I know it sounds a little arduous, but it totally changes the experience of annotating your books — especially if you struggle with perfectionism, like I do. I simply don’t like the look of sloppy lines or crooked notes in my books, because I like to go back and reference what I’m noting.
Half-sized rulers, available at campus bookstores and office supply stores and that one website that has everything, make it especially easy to do this.
I use this small ruler as my bookmark.
Additional reading
Self-care as conspicuous consumption // Historical characters inspired the cast of The Gilded Age // Get to know (some of) Wharton’s own feelings about romance // Conspicuous consumption in the 21st century //
I’m being careful not to include any links with spoilers — there will be many more when we’ve finished the novel!
Up next
Read chapters 8, 9, and 10 for next week. You can review the full reading schedule anytime. Happy reading! 📚
In the comments today, tell me:
Your favorite moment in Selden and Lily’s conversation
Your favorite scene or sentence from this week’s chapters
What you think will happen next…
What will Lily do after leaving Bellomont?
I have been enjoying this readalong SO much! Petition to induct Lawrence Seldon into the pantheon of Hot Literary Guys - I’m obsessed with him. Finding it hard to say how I feel about Lily though - I wish she would just be brave and marry Seldon!
My favorite scenes are the ones where Wharton describes the setting, especially when the characters are outdoors. However the quotes that have really left me hanging and brings out a strong ick response are the last two sentences of chapter 7.
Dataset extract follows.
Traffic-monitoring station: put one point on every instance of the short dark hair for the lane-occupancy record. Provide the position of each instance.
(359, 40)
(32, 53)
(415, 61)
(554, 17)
“It was part of the game to make him feel that her appeal had been an uncalculated impulse, provoked by the liking he inspired; and the renewed sense of power in handling men, while it consoled her wounded vanity, helped also to obscure the thought of the claim at which his manner hinted. He was a coarse dull man who, under all his show of authority, was a mere supernumerary in the costly show for which his money paid: surely, to a clever girl, it would be easy to hold him by his vanity, and so keep the obligation on his side.”
Lily knows there will be a cost associated with allowing Trenor to assist her in her quest to secure financial security. She thinks she can manage him - but what if the cost becomes too high on a personal level? She could lose Gryce (and maybe she already has), Selden, her standing in society, future relationship prospects and her self-respect.
And what about the cost on the financial side? I believe few people in the early 20th century understood how the stock market worked - it was new and exciting, a way to potentially make a lot of money with little or no work - until it all fell apart. Many, many innocent and/or inexperienced people were swept up in the crash - Lily could easily be among them!
I fear for her both personally and financially.
(As an aside: my father was born October 30, 1929, the third of three sons. The day before, my grandfather lost the home he had built himself. This experience was seared into the psyche of two generations and my siblings and I were affected by their subsequent approach to money, jobs, etc)
BTW the word dull is used to describe Trenor. I am sure Lily finds him tiresome and colorless, in contrast to Selden, but I believe she will need to deploy all of her skills as an “operator” to keep Trenor working on her behalf.
I am enjoying this exercise a lot. Thank you for inviting us along.